Le programme Fillon est économiquement et
socialement suicidaire car l’augmentation du temps de travail ne peut qu’aggraver
le taux de chômage qui va jouer sur la consommation intérieure et diminuer le
PIB. L’étude que j’ai proposée dans un précédent article a montré que le nombre
annuel d’heures travaillées, qui peut varier en fonction du nombre de jours
travaillés et de la durée hebdomadaire du travail, a un effet négatif comme le
montre le graphique à partir de données 2015 de l’OCDE. La plupart des grands pays
de l’Espace Économique Européen y sont représentés, sauf le Luxembourg, l’Irlande,
la Norvège et la Suisse dont les PIB/habitant sont très supérieurs à l’ensemble
des autres pays européens. Ils méritent une étude particulière de leur singularité.
Le cas de l’Irlande est révélateur de l’impact des charges sur les entreprises.
L’augmentation du nombre d’heures de travail diminue le PIB/habitant et par
là-même le pouvoir d’achat des travailleurs. Le raisonnement est global mais s’applique
plus précisément au secteur privé. Le lien est statistiquement fort et
incontournable dans l’état de croissance moyenne faible dans ces pays en 2015.

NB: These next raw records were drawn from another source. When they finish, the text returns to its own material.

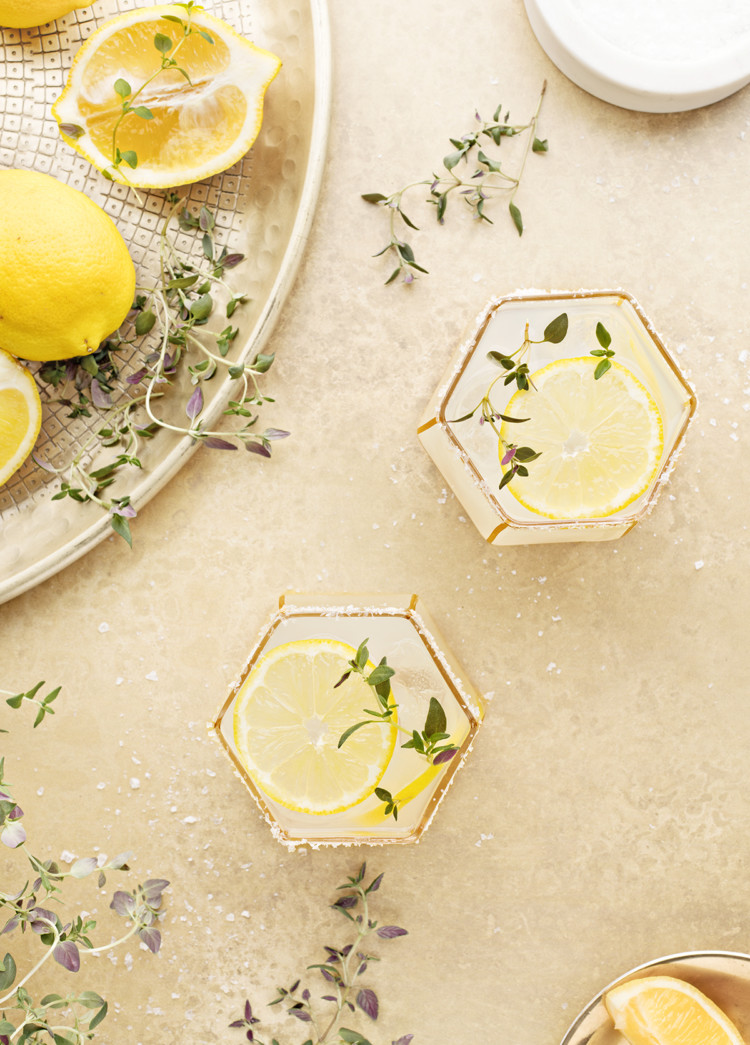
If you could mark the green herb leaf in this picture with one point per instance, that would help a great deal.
(603, 335)
(555, 331)
(602, 369)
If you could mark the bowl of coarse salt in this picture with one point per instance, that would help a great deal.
(650, 55)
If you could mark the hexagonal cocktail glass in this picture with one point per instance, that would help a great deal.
(466, 453)
(400, 629)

La France apparaît comme un pays qui devrait avoir un
PIB/habitant de 45471$ au lieu de 39812,7$ (selon la tendance ci-dessus) soit un
retard de 5658$ du PIB/habitant ou 12,4%. A nombre d’habitants constant, c’est
12,4% de PIB perdus donc de croissance potentielle perdue. Il y a donc d’autres
raisons à ce retard qu'il faut chercher dans la plus faible valeur ajoutée,
elle-même dépendante des charges sur les entreprises, et probablement dans la
charge beaucoup plus importante du secteur public. L’augmentation des heures
travaillées diminue la croissance. C’est ailleurs qu’il faut chercher la
croissance et nous avons un potentiel de 12% de croissance que certaines
mesures du plan Fillon peuvent aller chercher. Mais augmenter de 2h de travail
hebdomadaire sur les 36,9h moyennes travaillées en 2015 conduit à augmenter les
1482h actuelles de 5,42% soit de 80h annuellement. Selon la loi générale
énoncée ci-dessus, ceci entraîne une baisse de 1,66% du PIB/habitant. Cette
mesure aggrave l’écart à 14,1% au lieu des 12,4% actuels.

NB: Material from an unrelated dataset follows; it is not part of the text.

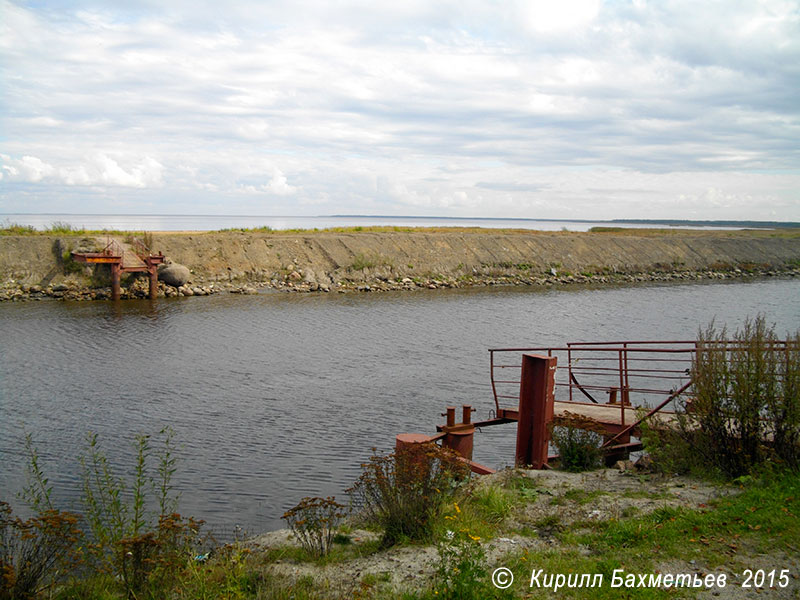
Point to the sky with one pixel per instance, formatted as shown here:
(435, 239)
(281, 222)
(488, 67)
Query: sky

Si l’augmentation des heures travaillées est
défavorable à la croissance, elle l’est aussi pour le taux de chômage. L’idée
que le chômage est lié à la croissance est admise par tous les économistes. Le
chiffre de 1,5% de croissance pour espérer stabiliser le taux de chômage est
même officialisé. Le graphique ci-contre montre que le taux de chômage est très
lié en fait au PIB/habitant si l’on reprend les mêmes Etats européens. Deux
pays offrent des taux de chômage beaucoup plus élevés que la loi générale qui
reste statistiquement raisonnablement probable. Cette fois la France s’aligne
bien sur celle-ci, ce qui a tendance à dire que la croissance a une répercussion
« normale » sur le taux de chômage. Il est intéressant de noter qu’au
Portugal, et au Royaume-Uni l’impact du PIB/habitant sur le taux de chômage est
moins important que la moyenne et que c’est le contraire pour la Grèce et l’Espagne.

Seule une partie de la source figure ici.